中国への技術流出は防げるのか?

中国の「パクリ新幹線」輸出問題などで、今更ながら技術流出の危険性が取りざたされているが、これは今の日本では簡単には阻止できない問題である。


まず業界単位で見た場合、中国の技術力を向上させることが業界の利益を伸ばすことになるケースでは、むしろ彼らは積極的に技術移転を進めるはずである。ユニクロ等の繊維産業が代表例であろう。 このケースでは基本的にはWin-Win関係が存在しており、日本全体としてもプラスになりうるが、移転された技術を拠り所にしていた下請け企業は苦しい立場に立たされることとなる。


次に業界単位で考えると技術流出は利益にならないが、企業単位で考えると利益となるケースはどうだろう? 民間企業の主な目的は株主利益の最大化であり、それが利益となるのであれば中国に進出する気概・能力のある企業は当然のように技術移転を推し進めるであろう。 このケースでも一定のWin-Win関係が存在しているが、日本全体としてはマイナスとなる場合が多い。


次に業界単位はもちろん、企業単位で考えても中国への技術流出が必ずしも長期的な利益とならないケースについてはどうだろう? 今回の鉄道技術の流出はこのケースに近いかもしれない。
この場合でもその技術が先進国においてある程度一般的なものなら、やはり流出する確率は高い。もしある企業がぬけがけして流出させれば、その企業だけが流出による被害の一部を代償として受け取れる場合、その企業にとってのトータルでの利得はマイナスでも、最悪のケース(誰かに抜け駆けされる)を避けるための選択として自ら流出させて被害の軽減を企てる可能性がある。つまりこの場合のナッシュ均衡は全企業が損を承知で技術流出させることとなるわけである。
このケースで最適解を得るための方策の一つは各企業がお互いに協定を結ぶことであるが、それは談合になってしまい、先進国では難しい。

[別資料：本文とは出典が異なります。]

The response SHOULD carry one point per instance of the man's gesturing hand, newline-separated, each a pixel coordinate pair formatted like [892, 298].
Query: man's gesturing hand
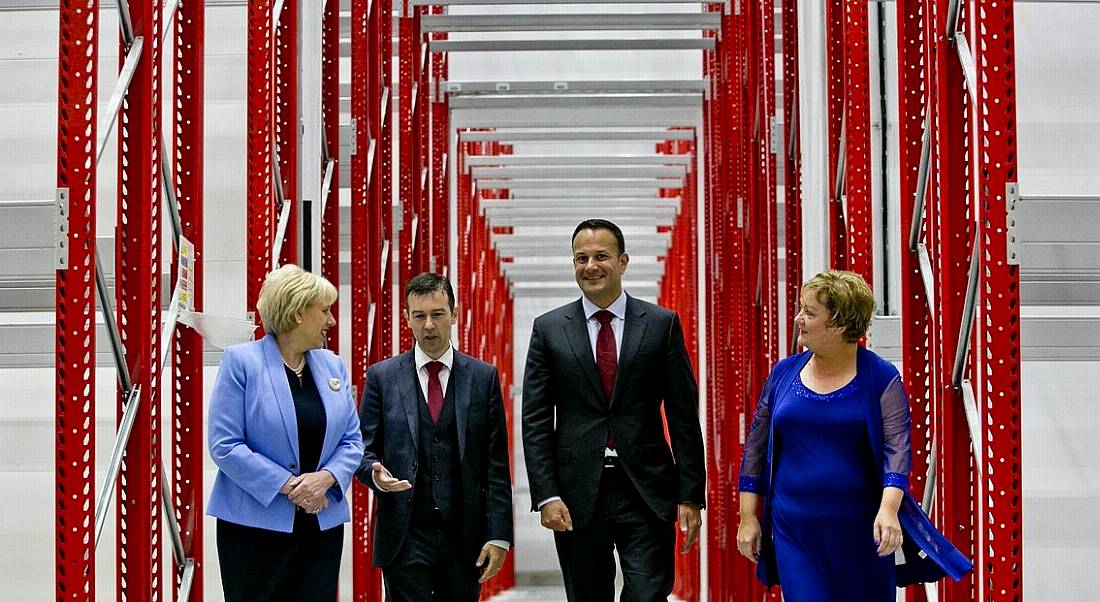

技術が先端的で、かつごく少数の企業のみが保有している場合にはまだ技術流出を防ぐチャンスがあるが、それでも流出を完全に防ぐことは難しい。日本の場合、技術者の引き抜きによって会社が保有する重要な技術を持っていかれたとしても、なかなかそれを罰することができない。引き抜かれた人間にとってみればより高給を払ってくれる会社に移ることは個人の利得最大化の点から見れば当然であるが、このケースではごく一部の国民が利得を得ることによって、日本全体としては大きな損失が生じるわけである。 


この問題には法的な対策が必要と思われるが、少なくとも民主党政権がその対策に乗り出すことはなさそうである。 
それどころか今の民主党政権は

「温室効果ガス削減技術を中国に供与する 鳩山前首相 訪中で表明」

「レアアース代替素材 中国と共同研究へ 経産相」

等、どこに日本の国益があるのか理解できない発言を連発しており、そもそも技術流出を防ぐ気はなさそうである。


但し技術流出を防ぐことにより得られる国益は、先行者利益を最大化することによって得られる国益であり、世界全体での効用の最大化とは相反する面がある。 鳩山前首相は「地球市民」という言葉を好んで使っていたような視野の広い宇宙人であったので、その視点からみれば民主党政権の進める技術流出の促進策は世界全体の効用最大化を進める有効な手段なのかもしれない。